Structure of the Hadron

Electromagnetic reactions on light nuclei, such as Compton scattering on proton, deuteron, and 3He targets, provide a unique oppertunity to perform stringent tests of the predictions of Chiral effective field theories (xEFT). These theories provide a link between a low-energy description of hadrons and Quantum Chromodynamics (QCD). An important aspect of this description is the electromagnetic properties of the nucleon. In addition to the electric and magnetic polarizabilities that parameterize the stiffness of the internal electric charge and current distributions in nucleons, spin-polarizabilities are a measure of the spin-stiffness of the nucleons. These quantities can be measured via direct scattering of photons from nucleons, but precision measurements are required to test the models. The HIGS facility is identified in the 2007 Long Range Plan (LRP) for Nuclear Sciences to be ideally suited for the next generation of experiments designed to measure the electromagnetic and spin polarizabilities.

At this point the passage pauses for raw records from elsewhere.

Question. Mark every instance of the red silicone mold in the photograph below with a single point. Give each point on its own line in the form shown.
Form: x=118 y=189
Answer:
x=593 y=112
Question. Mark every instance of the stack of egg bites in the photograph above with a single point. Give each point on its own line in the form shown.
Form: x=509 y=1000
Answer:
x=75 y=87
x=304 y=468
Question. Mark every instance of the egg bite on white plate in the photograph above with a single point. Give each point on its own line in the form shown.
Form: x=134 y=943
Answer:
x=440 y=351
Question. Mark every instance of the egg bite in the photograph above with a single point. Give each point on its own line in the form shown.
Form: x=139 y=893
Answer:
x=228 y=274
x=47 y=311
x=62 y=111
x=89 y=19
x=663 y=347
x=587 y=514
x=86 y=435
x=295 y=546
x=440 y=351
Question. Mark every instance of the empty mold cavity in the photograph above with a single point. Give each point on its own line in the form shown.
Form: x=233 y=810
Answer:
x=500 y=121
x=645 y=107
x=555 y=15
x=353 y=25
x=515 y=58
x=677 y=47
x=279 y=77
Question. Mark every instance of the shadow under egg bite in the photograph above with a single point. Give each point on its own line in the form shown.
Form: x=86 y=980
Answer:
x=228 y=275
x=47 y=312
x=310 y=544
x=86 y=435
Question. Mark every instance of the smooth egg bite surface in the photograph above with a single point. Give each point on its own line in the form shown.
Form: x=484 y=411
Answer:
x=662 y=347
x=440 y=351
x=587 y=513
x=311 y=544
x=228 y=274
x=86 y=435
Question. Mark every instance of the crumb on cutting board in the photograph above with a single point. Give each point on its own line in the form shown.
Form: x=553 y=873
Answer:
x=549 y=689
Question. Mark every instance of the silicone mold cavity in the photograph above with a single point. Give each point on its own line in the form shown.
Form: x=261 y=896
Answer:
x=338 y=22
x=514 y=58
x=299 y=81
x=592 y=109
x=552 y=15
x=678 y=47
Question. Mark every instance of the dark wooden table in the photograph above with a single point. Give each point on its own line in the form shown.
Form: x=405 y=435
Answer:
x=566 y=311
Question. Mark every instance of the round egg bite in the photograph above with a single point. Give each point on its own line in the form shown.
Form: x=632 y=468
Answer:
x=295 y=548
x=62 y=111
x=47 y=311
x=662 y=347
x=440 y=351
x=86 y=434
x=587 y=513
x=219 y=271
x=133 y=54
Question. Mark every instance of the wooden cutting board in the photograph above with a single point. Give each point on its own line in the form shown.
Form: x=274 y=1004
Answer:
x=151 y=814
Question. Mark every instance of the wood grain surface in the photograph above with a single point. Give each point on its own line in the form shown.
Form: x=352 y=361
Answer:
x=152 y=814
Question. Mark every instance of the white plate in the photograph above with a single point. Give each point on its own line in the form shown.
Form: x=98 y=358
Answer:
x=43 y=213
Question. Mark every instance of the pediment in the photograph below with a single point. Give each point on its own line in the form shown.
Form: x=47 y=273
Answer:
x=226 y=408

The experiments at HIGS will test the GDH Sum Rule for the Deuteron and 3He, measure the EM-Static Polarizabilities and the Spin Polarizabilities, and once beams of energy 158 MeV are available embark on a program to carry out measurements associated with photopion production.

Experimental Setup

With the availability of both linearly and circularly polarized beams between 2 and 100 MeV, the Blowfish neutron detector array, and the HIGS NaI Detector Array (HINDA), the GDH sum rule measurements on the deuteron will start in the Fall of 2012 followed by the measurement of proton and neutron electromagnetic polarizabilities by means of Compton scattering. These measurements will be followed by the proton spin polarizability measurements in year 2013 and beyond via Compton scattering from a scintillating polarized target, followed by neutron spin polarizability measurements. The program to investigate the structure of the hadrons using Compton scattering at HIGS, as well as the GDH sum rule measurements on the deuteron, is well-aligned with the vision of the nuclear physics community as outlined in the 2007 LRP.